第3章 第13話
無事に夜勤もこなせて、今日は夜勤最終日。
「眠そうですね?」
轟さんに言われてるのに気付かないくらい眠い。
「起きてます?
何なら仮眠します?」
「え?
あぁ……すみません。
ボーッとしてました。」
慣れないシフトで、すっかり寝不足だった。
「遠慮なく仮眠して下さいね。
そこで立ったまま眠るのが危ないので。」
「すみません……。」
「僕もたまに休憩時間に寝てますよ。
今日は御客様少なそうなので、寝るなら今の内です。」
「ありがとうございます。」
お言葉に甘えて仮眠させてもらう事にした。
店の奥の部屋で……すぐに眠ってしまったらしい。
ちょっと記憶が曖昧……。
「雪夏?」
「……。」
「雪夏!」
「ん?」
「ちょっと起きて!」
「んーっ……。」
寝ぼけている私を起こしていたのは佐藤先輩だった。
「起こしてごめん。」
「え?
ちょ……何で……。」
「これ伝票。」
「あっ……お疲れ様です。」
「うん。
そんで、お前、寝てていいの?」
「え?」
「仕事中だろう?」
「え?
あっ、ヤバッ!
もうこんな時間!」
「こら、慌てるな!
髪、グシャグシャじゃないか。」
佐藤先輩が私の髪に触れる。
懐かしい感覚……。
ドキドキする……。
「うん、これで良し。
行って来い!」
「あ……ありがとう……ございました……。

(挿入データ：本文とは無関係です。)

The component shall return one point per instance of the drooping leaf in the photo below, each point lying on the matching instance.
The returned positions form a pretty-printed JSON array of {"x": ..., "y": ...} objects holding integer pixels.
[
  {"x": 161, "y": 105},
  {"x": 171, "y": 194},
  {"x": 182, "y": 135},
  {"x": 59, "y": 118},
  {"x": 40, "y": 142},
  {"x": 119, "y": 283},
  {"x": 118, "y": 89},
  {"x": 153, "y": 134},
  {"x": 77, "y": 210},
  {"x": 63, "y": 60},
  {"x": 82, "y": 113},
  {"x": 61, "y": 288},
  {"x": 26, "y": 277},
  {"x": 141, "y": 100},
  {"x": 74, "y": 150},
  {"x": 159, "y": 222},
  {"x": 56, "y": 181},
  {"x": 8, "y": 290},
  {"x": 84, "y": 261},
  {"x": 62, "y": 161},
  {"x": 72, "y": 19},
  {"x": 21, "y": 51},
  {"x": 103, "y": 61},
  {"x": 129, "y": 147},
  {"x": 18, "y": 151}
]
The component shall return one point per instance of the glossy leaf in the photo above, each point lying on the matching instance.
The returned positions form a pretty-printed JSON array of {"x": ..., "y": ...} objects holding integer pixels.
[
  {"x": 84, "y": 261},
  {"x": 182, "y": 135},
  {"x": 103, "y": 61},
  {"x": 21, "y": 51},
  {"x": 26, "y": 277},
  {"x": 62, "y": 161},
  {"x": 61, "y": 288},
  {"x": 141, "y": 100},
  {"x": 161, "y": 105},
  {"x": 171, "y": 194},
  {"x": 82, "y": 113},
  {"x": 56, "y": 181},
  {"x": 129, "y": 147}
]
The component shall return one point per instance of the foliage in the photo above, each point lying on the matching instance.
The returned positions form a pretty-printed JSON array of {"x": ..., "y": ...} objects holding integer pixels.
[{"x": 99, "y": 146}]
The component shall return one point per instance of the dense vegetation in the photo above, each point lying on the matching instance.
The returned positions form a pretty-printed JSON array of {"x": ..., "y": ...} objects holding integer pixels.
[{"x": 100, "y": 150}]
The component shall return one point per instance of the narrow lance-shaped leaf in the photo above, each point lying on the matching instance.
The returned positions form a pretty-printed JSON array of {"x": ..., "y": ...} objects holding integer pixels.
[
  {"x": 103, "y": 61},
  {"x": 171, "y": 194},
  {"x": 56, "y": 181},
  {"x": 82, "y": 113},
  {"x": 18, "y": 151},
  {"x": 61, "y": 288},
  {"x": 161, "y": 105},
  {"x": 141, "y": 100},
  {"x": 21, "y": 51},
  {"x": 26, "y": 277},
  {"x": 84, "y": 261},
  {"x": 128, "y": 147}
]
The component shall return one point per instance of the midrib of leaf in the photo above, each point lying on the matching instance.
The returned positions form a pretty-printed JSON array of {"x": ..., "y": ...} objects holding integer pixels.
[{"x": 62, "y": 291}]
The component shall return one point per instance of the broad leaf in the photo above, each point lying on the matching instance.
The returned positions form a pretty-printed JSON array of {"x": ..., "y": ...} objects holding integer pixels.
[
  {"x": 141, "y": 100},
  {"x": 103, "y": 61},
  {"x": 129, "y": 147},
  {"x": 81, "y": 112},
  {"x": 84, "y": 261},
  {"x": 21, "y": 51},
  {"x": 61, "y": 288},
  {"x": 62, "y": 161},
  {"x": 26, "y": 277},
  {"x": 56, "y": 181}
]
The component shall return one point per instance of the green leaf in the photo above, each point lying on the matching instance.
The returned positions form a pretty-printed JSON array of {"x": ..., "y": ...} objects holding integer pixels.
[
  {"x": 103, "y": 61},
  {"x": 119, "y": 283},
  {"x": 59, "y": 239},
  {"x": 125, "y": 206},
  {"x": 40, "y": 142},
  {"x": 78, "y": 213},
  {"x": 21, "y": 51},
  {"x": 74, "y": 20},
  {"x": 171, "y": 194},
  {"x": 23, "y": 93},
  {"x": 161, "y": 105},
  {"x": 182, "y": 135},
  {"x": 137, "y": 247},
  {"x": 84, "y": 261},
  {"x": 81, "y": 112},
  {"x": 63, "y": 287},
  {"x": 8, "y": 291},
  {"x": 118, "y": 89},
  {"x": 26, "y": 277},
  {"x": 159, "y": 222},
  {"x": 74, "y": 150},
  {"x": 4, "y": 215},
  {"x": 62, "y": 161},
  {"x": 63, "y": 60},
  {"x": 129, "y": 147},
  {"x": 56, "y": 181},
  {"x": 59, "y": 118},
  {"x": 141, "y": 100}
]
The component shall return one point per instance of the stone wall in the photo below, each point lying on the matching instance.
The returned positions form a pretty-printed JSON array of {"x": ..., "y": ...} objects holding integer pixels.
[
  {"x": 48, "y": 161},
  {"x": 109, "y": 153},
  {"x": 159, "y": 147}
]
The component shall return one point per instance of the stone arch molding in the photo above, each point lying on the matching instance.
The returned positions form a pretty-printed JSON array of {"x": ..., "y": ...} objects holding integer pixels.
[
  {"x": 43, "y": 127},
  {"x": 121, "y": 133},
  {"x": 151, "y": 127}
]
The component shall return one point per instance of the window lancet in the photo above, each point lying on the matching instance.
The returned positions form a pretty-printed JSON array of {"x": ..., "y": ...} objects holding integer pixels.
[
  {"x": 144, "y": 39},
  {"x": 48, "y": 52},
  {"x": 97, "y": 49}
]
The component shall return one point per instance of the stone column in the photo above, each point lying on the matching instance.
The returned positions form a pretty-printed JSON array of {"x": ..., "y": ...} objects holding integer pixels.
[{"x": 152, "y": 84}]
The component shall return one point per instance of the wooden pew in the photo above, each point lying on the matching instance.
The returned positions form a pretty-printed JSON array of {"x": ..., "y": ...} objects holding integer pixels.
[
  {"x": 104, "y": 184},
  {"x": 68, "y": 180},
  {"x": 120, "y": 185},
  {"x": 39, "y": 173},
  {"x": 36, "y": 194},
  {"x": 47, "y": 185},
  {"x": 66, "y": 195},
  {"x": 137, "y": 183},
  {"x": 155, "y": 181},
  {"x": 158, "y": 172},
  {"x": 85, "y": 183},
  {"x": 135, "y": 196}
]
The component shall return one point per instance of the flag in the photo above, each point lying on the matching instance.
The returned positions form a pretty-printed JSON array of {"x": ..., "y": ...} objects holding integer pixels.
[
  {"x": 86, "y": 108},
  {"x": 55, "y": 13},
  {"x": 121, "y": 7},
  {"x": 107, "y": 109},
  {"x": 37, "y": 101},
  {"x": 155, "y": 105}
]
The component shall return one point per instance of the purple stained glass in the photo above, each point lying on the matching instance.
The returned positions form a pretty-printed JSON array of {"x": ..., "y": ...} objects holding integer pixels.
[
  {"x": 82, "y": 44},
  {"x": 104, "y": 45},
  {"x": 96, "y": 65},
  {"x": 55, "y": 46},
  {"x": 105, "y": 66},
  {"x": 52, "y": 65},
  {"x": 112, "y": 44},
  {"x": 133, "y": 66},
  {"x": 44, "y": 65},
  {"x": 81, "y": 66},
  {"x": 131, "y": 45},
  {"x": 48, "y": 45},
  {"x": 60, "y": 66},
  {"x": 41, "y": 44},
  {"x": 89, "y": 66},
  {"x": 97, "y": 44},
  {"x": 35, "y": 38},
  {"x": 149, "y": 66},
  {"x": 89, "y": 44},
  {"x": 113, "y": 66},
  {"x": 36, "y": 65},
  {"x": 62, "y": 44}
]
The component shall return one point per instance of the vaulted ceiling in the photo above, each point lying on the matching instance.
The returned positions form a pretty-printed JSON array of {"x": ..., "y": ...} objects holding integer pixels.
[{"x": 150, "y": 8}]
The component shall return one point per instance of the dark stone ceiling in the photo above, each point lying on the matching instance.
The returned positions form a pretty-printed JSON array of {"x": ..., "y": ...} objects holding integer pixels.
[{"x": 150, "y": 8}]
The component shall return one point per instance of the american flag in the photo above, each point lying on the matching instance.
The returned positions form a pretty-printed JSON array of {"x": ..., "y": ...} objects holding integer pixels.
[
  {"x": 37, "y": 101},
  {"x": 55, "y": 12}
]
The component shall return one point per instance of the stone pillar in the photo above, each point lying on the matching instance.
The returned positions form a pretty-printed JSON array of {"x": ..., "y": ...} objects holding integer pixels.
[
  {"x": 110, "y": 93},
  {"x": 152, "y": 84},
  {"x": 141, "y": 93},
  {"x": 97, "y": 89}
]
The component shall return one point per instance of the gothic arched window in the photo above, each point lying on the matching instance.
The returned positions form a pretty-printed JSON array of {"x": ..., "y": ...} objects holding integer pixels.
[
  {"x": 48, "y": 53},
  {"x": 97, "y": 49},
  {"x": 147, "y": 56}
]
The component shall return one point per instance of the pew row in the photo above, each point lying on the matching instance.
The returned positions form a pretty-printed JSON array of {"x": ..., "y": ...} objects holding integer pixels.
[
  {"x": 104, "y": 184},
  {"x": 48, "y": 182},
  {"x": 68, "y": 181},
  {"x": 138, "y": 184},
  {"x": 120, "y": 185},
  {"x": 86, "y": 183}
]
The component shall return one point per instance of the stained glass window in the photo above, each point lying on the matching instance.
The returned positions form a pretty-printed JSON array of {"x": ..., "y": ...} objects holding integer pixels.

」
「どういたしまして。
じゃあ、俺も仕事戻るわ。」
「うん……。
お疲れ様です。」
佐藤先輩を見送ってから気付いた。
この前のお礼を言ってないって。
心配してくれたのに……。
でもすぐにトラックのエンジン音がして、追いかけても間に合わないなって思った。
とりあえず店に戻って仕事しなくちゃ。
「あっ、起きたんですね。」
「はい!
すみません。
爆睡してました!」
「何か顔が赤いですよ?
具合悪くないですか?」
「平気です……。」
「配送の人に起こされました?」
「はい……。
伝票が……って。」
「そうですか。」
轟さんはいつも通りだった。
「轟さん、休憩されますか?」
「そうですね、お腹すいたんで、少し良いですか?」
「ゆっくりして下さい。」
「ありがとうございます。」
轟さんが休憩中に御客様は来なかった。
私は暇で眠りそうだったから、品出しをしたり、陳列棚の掃除をしてみた。
ちょこっと埃をかぶってる商品もあって、キレイにしておいた。
やっぱり買うならキレイな方がいいよね!
そうやって集中していたら、佐藤先輩が来た事も忘れかけてた。